NASHVILLE, Tenn. -- A Tennessee panel voted Thursday to recommend the bust of a Confederate general and early Ku Klux Klan leader be moved from the state Capitol into the state museum, casting the first of two votes needed to make the move happen.
The State Capitol Commission's 9-2 vote on the Nathan Bedford Forrest bust went beyond the suggestion of Republican Gov. Bill Lee, who said Wednesday that Forrest's history can be more fully laid out in the museum.
The panel also sided with Comptroller Justin Wilson in suggesting that the busts of David Farragut, a Union military leader, and U.S. Navy Admiral Albert Gleaves be moved from the Capitol to the state museum as well, with state and federal officials honored instead in the Capitol.
In 2017, the commission voted against moving Forrest's bust to the museum.
The action next moves to the state’s Historical Commission, which would need to approve the move by a two-thirds margin. That vote could be months away. It's unclear if that panel would vote on removing all three, or make an amendment to address only Forrest.
Forrest was a Confederate cavalry general who amassed a fortune as a plantation owner and slave trader in Memphis before the Civil War. His involvement with the Klan came after the war.

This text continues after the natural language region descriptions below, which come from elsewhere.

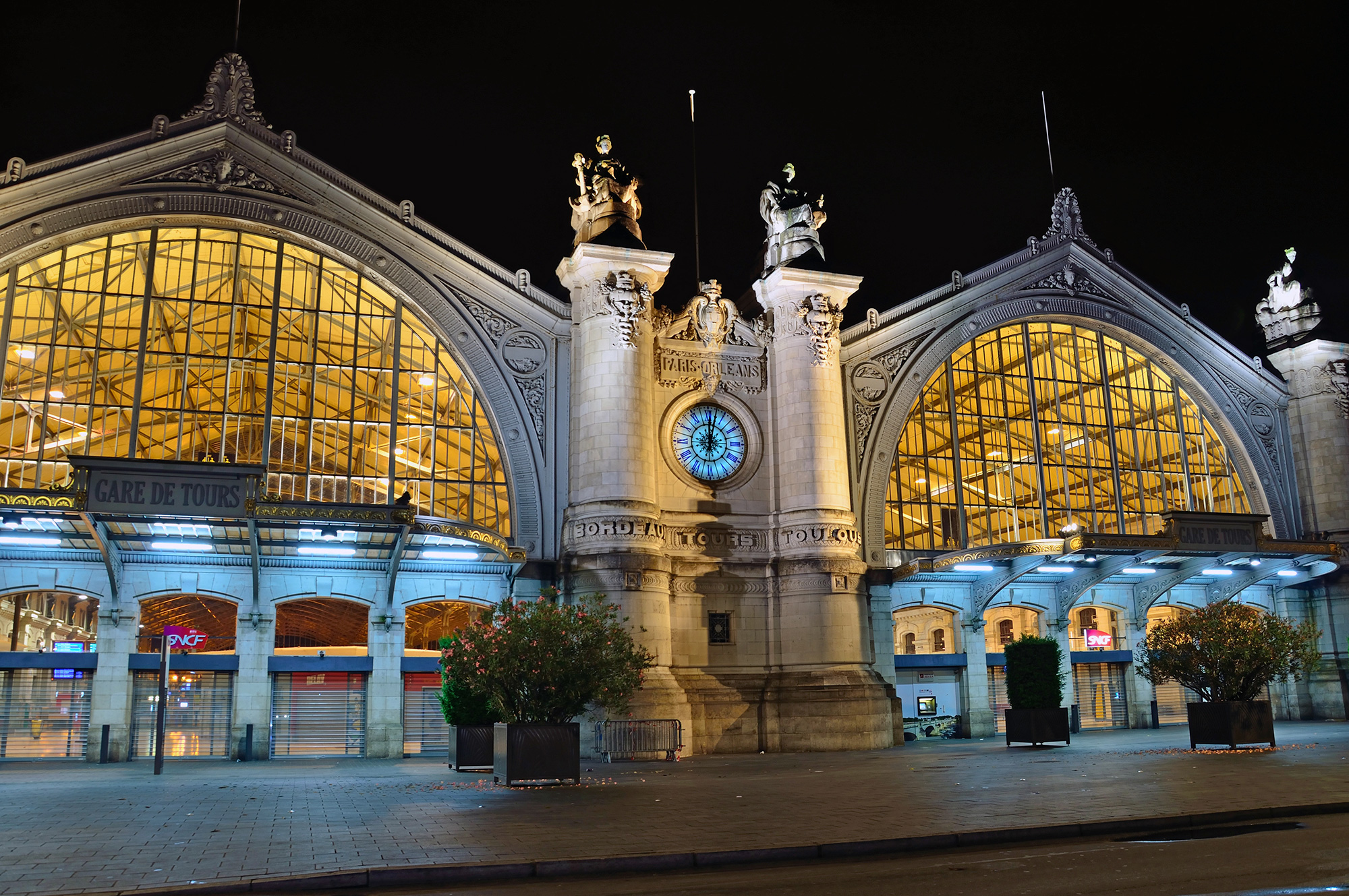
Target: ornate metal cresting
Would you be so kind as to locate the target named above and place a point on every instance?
(794, 223)
(1288, 315)
(230, 94)
(608, 196)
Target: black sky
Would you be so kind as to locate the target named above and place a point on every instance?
(1201, 144)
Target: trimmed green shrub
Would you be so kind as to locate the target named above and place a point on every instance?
(1035, 674)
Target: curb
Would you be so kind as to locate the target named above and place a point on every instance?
(466, 873)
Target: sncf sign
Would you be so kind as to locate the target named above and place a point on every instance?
(1097, 638)
(184, 638)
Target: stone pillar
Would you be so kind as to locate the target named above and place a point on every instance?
(253, 684)
(110, 698)
(613, 535)
(385, 690)
(1319, 425)
(828, 691)
(977, 717)
(1138, 688)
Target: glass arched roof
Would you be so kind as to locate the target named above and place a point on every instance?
(1053, 424)
(192, 343)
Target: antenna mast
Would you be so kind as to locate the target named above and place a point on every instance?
(693, 129)
(1045, 109)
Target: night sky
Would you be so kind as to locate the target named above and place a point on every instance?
(1200, 148)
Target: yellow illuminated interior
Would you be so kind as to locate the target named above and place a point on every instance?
(1056, 425)
(161, 345)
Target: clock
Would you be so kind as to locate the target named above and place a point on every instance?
(709, 442)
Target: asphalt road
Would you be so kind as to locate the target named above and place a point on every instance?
(1313, 854)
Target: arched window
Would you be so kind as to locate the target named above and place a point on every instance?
(1056, 424)
(231, 340)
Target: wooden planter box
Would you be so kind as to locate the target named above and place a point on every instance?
(1038, 726)
(470, 746)
(1231, 723)
(538, 753)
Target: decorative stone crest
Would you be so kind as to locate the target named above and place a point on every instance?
(822, 318)
(608, 196)
(1066, 220)
(713, 318)
(1288, 313)
(230, 94)
(627, 299)
(1068, 280)
(221, 171)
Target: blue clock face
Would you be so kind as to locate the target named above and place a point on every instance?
(709, 442)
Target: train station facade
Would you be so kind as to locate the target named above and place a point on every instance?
(245, 393)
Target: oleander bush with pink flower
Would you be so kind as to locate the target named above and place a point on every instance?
(542, 661)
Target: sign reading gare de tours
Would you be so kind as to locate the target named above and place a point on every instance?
(168, 487)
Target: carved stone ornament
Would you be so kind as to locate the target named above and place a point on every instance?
(864, 417)
(713, 316)
(894, 359)
(1066, 220)
(822, 318)
(608, 196)
(230, 94)
(1288, 313)
(221, 171)
(535, 393)
(627, 300)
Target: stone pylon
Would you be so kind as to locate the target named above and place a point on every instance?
(824, 691)
(612, 535)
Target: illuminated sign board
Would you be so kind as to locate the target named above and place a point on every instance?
(1097, 638)
(184, 638)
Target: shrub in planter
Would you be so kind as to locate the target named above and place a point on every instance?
(1228, 652)
(1035, 691)
(542, 664)
(469, 710)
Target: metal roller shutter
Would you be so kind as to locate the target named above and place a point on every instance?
(198, 718)
(44, 714)
(1099, 690)
(318, 715)
(426, 731)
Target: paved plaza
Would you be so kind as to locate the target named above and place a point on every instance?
(76, 827)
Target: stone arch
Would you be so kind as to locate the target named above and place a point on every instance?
(469, 330)
(215, 614)
(1190, 361)
(311, 622)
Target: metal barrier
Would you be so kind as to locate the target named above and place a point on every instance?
(625, 740)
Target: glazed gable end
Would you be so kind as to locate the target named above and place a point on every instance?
(512, 339)
(888, 361)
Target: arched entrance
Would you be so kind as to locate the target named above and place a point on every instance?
(322, 711)
(426, 731)
(200, 702)
(45, 713)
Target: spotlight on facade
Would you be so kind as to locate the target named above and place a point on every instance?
(327, 552)
(30, 541)
(459, 555)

The bust was unveiled in 1978, with the late Democratic Sen. Douglas Henry promoting the idea. The symbol has sparked multiple protests demanding its removal over the years.
State Finance Commissioner Butch Eley, the Capitol Commission chairman, on Thursday recalled being in the first integrated class in Cheatham County in the 1960s, where as a white elementary student he said he was aware that the “unspoken rules legally kept us together, but practically kept us apart.”
"I’m hopeful, that from our action today, we will provide new opportunities and new conversations for building relationships that have been damaged and for living out the real meaning of the words of our founding documents, that all men are created equal,” Eley said.
At the meeting, four Democratic state lawmakers spoke in favor of removing the bust, three of whom are Black. Two white Republican lawmakers spoke against moving it, saying the state would be wrongly removing history.
“Today was a victory but the bust remains in the Capitol for now," said Democratic Sen. Brenda Gilmore, a Black lawmaker. "Just as a political process is protecting the Nathan Bedford Forrest bust, systems of oppression are designed to make people give up. But we are not giving up.”
Lee Millar, regional spokesperson for the Sons of Confederate Veterans and the Forrest family, said they remain “solidly opposed” to removing the bust.
GOP Senate Majority Leader Jack Johnson said his poll of senators came back 19-14 in favor of keeping the bust where it is, and he voted accordingly as a Capitol Commission member. The Senate has 28 Republicans and five Democrats. Republican Rep. Matthew Hill cast the other ‘no’ vote Thursday.
Some Republican officials have suggested adding context to the bust where it is.
The national outcry over the death of a Black man, George Floyd, in police custody in Minnesota has sparked a new push to remove Confederate symbols, including the Forrest bust.
Tennessee's Republican-controlled Legislature refused to advance legislation calling for the bust’s removal before adjourning last month despite impassioned pleas from Black lawmakers.
Lee's call for moving the bust is the latest step in his changing position.
In December 2018, just before taking office, Lee told The Tennessean that “the Ku Klux Klan is a part of our history that we’re not proud of in Tennessee, and we need to be reminded of that and make certain that we don’t forget it. So I wouldn’t advocate to remove” the bust.
Early last year, he said he wouldn’t be opposed to adding context to the Forrest bust.
Lee said Wednesday the opportunity for “full context” on Forrest is available only in the state museum. On Thursday, he called the recommendation of moving the three military busts a “thoughtful resolution.”
This version corrects the military history of Albert Gleaves.